Dip
The dip is one of the most productive upper-body pushing movements in calisthenics. You support yourself between two parallel bars (or the corners of a kitchen counter, two sturdy chairs, or a pair of parallettes), lower your body by bending the elbows, and press back up. Depending on your torso angle, dips load your chest heavily (leaning forward) or your triceps (upright), which is why they complement push-ups so well.

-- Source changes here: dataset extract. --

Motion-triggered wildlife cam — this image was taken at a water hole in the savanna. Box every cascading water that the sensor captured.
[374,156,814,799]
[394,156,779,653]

Dips are also the second half of the muscle-up. You cannot get a muscle-up without being strong in the dip, and a clean set of 8 full-depth dips is the usual checkpoint before even attempting muscle-up work. Bonus: the same dip bars become the perfect home for future tuck L-sits and L-sit presses.
How to do it
Support yourself on two parallel bars with your arms straight and your body between them. Lean your torso slightly forward and bend your elbows to lower your body until your upper arms are at least parallel to the ground (shoulders at or below elbow height). Keep your elbows from flaring wildly outward. Press back up to full arm lockout.
Target
3 sets of 8 reps with full depth (shoulders at or below elbow height).
Key tips
- Lean slightly forward to emphasize the chest; stay upright to emphasize triceps
- Go deep — shoulders at or below elbow height
- Keep your elbows tracking back, not flared wide to the sides
- If 8 reps are too hard, do negatives: jump to the top and lower slowly for 5 seconds
- If your shoulders complain, don't go deeper than you can control
Progression
Before this: own 3×10 Diamond Push-Ups. Also build up support holds — hold the top of a dip with straight arms for 20–30 seconds as a starting milestone.
Next step: once 3×8 dips are clean, shift load to one arm with the Archer Push-Up in Level 5 — a huge step toward one-arm pushing strength.